The playground above shows the obvious solution, but it is procedural and has mutable variables. Is there some iterator-based solution that isn't slower?
There's a standard iterator function for max or min value of an array, but here I want both max and min for each element of each point, and those standard functions don't help.
A related, but much harder, problem is finding the vertices of the convex hull of the point cloud. Unlike the bounding box corners, these will all be members of the input set.
For maximum efficiency you would have to use SoA for storing your points and probably work with SIMD intrinsics directly. For example, in this code generated assembly processes points one by one, while a more efficient approach would be to process 8 points in parallel (number of f32s fitting into a single YMM register) and you would extract final min/max values from result registers only after all points have been processed.
I am not sure why compiler is unable to do it itself, changing f32 to i32 results in roughly the same loop.
UPD: Here how SIMD-based code may look: Compiler Explorer.
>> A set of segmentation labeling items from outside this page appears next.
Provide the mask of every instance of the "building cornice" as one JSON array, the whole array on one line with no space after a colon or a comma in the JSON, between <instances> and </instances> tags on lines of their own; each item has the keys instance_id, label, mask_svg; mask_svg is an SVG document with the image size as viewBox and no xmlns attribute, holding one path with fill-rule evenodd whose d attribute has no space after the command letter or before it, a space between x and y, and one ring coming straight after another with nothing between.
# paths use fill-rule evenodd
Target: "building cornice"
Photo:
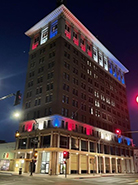
<instances>
[{"instance_id":1,"label":"building cornice","mask_svg":"<svg viewBox=\"0 0 138 185\"><path fill-rule=\"evenodd\" d=\"M50 21L56 19L61 13L77 27L87 38L101 50L111 61L113 61L124 73L129 72L128 69L64 6L61 5L35 24L32 28L25 32L29 37L38 30L46 26Z\"/></svg>"}]
</instances>

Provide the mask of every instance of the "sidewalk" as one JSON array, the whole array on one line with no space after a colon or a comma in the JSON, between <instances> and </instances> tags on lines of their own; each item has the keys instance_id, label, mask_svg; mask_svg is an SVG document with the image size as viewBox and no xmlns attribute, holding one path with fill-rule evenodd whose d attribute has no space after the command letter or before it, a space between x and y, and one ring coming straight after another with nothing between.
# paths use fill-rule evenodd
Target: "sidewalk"
<instances>
[{"instance_id":1,"label":"sidewalk","mask_svg":"<svg viewBox=\"0 0 138 185\"><path fill-rule=\"evenodd\" d=\"M17 172L13 172L13 171L0 171L0 175L19 175L19 173ZM115 174L115 173L112 173L112 174L71 174L71 175L67 175L67 178L68 179L85 179L85 178L98 178L98 177L111 177L111 176L119 176L119 175L130 175L130 174ZM22 175L20 176L30 176L30 173L22 173ZM48 175L48 174L36 174L36 173L33 173L33 177L43 177L43 178L65 178L65 175Z\"/></svg>"}]
</instances>

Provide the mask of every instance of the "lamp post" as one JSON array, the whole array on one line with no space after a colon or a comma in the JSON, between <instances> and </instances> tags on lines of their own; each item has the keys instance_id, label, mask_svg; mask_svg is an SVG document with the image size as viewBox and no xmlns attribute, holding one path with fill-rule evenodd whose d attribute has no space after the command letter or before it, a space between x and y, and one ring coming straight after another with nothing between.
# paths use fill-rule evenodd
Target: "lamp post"
<instances>
[{"instance_id":1,"label":"lamp post","mask_svg":"<svg viewBox=\"0 0 138 185\"><path fill-rule=\"evenodd\" d=\"M101 138L98 141L98 146L99 146L99 167L100 167L100 175L101 175L101 157L100 157L101 150L100 150L100 142L101 142Z\"/></svg>"},{"instance_id":2,"label":"lamp post","mask_svg":"<svg viewBox=\"0 0 138 185\"><path fill-rule=\"evenodd\" d=\"M35 120L35 137L31 140L31 142L33 143L33 152L32 152L32 160L30 162L30 176L33 175L33 172L34 172L34 166L35 166L35 145L38 144L38 139L36 138L36 134L37 134L37 130L38 130L38 123L37 121Z\"/></svg>"}]
</instances>

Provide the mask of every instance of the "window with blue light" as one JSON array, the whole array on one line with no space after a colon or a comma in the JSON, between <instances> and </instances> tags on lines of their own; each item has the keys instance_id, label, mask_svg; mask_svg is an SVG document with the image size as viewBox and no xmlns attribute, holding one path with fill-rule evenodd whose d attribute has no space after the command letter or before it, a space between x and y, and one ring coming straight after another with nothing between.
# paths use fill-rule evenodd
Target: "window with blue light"
<instances>
[{"instance_id":1,"label":"window with blue light","mask_svg":"<svg viewBox=\"0 0 138 185\"><path fill-rule=\"evenodd\" d=\"M116 67L115 67L115 66L113 66L113 76L114 76L114 77L117 77L117 74L116 74Z\"/></svg>"},{"instance_id":2,"label":"window with blue light","mask_svg":"<svg viewBox=\"0 0 138 185\"><path fill-rule=\"evenodd\" d=\"M58 33L58 20L54 21L50 27L50 39L55 37Z\"/></svg>"},{"instance_id":3,"label":"window with blue light","mask_svg":"<svg viewBox=\"0 0 138 185\"><path fill-rule=\"evenodd\" d=\"M109 61L109 72L113 74L113 68L112 68L112 63Z\"/></svg>"}]
</instances>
It's a bit simplified (e.g. it does not handle tail points) and untested, but should convey the main idea. Note that the main loop (see .LBB0_10) in the generated assembly processes not 8, but 16 points per iteration. It allows CPU to use instruction-based parallelism, since _mm256_min_ps and _mm256_max_ps have latency of 4 cycles, but throughput of 0.5, i.e. you can execute up to 8 of such instructions in parallel. This number depends on CPU, e.g. by using -C target-cpu=native on godbolt the main loop will process 32 points per iteration.